九州大学病院のがん診療

骨軟部腫瘍

診断

患者さんが来院され、骨腫瘍や軟部腫瘍の可能性がある場合、まずは、レントゲンとエコーにて評価します。骨腫瘍の場合は、レントゲンのみで診断がつくこともあります。軟部腫瘍の場合にも、診断に有用な情報を得ることができます。

レントゲンの後、必要に応じて後日MRI検査やCT検査を施行します。MRIは、強力な磁石を用いて、腫瘍から出る信号を感知し、コンピュターで処理し、画像にする検査です。MRIは、腫瘍の断面を観察でき、腫瘍内部の構造が明らかになります。注射による造影剤を併用することにより、腫瘍内部がより詳細に分かり、化学療法の治療効果判定や手術計画にも重要です。CT検査は骨腫瘍の広がりや造影剤を併用することで周囲の血管との位置関係を評価できます。さらに、必要に応じて他の画像検査を施行します。

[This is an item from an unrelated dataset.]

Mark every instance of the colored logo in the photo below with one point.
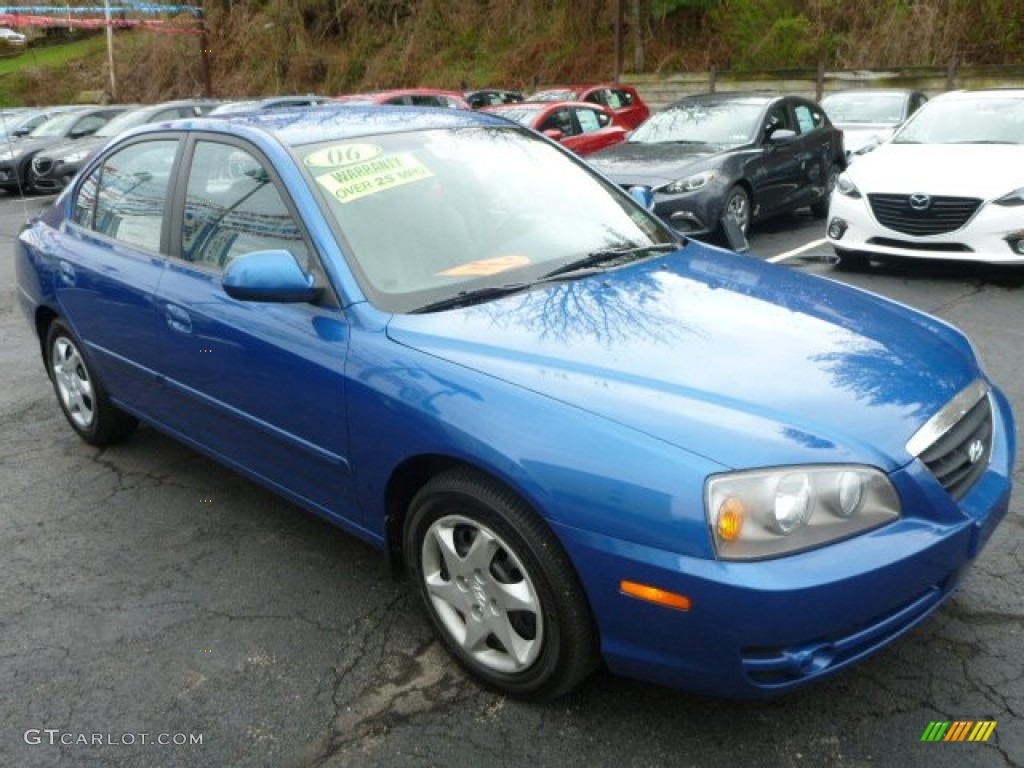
(960, 730)
(920, 202)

例えば、悪性の腫瘍の場合には、腫瘍の全身への広がりや活動性(勢い)を確かめるために、PET-CT/MRI検査を行うことがあります。特に、PET-MRIはPET検査とMRI検査を同時に行うことができる装置であり、日本では九州大学病院含め、ごく限られた施設にのみ導入されています。
PET-MRIは、骨軟部腫瘍の診断にとても有効であると予想され、放射線科と協力しながら診療を行っています。

一方、手術や化学療法などの治療方針を決めるためには、診断を決定する必要があります。画像により診断がつく典型的な腫瘍を除き、診断を確定するために腫瘍の一部を採取して病理組織検査を行います。組織診断のために腫瘍の一部を採取することを、生検といいます。生検には、腫瘍に針を刺して組織を採取する針生検と、入院して手術室で採取する切開生検があります。針生検は、外来で迅速に行えますが、採取する組織が小さいため、診断が十分につかないことがあります。切開生検は、針生検よりも大きな腫瘍組織を取ることが可能となります。脊椎や骨盤や後腹膜などの深い位置に発生する腫瘍の場合は、切開生検で組織を採取すると、出血や筋肉の損傷などを起こすことがあり、放射線科に依頼してCTガイド下針生検を行っています。生検で採取した腫瘍組織は、顕微鏡での検査に加えて、必要に応じて遺伝子解析を行い、診断を確定します。骨軟部腫瘍の組織型(腫瘍のタイプ)は数百種類におよび、いわゆる‟癌”と比べ診断が極めて難しいことが知られていますが、九州大学病院の病理学教室は、骨軟部腫瘍に対して世界で有数の診断能力・実績を持ち、確実な診断、ひいては正しい治療が可能な体制を整えています。

用語解説

MRI : 強い磁石と磁気を利用して体の内部を検査する機器
CT : コンピュータ断層法。身体の横断断層を撮影する特殊なX線装置。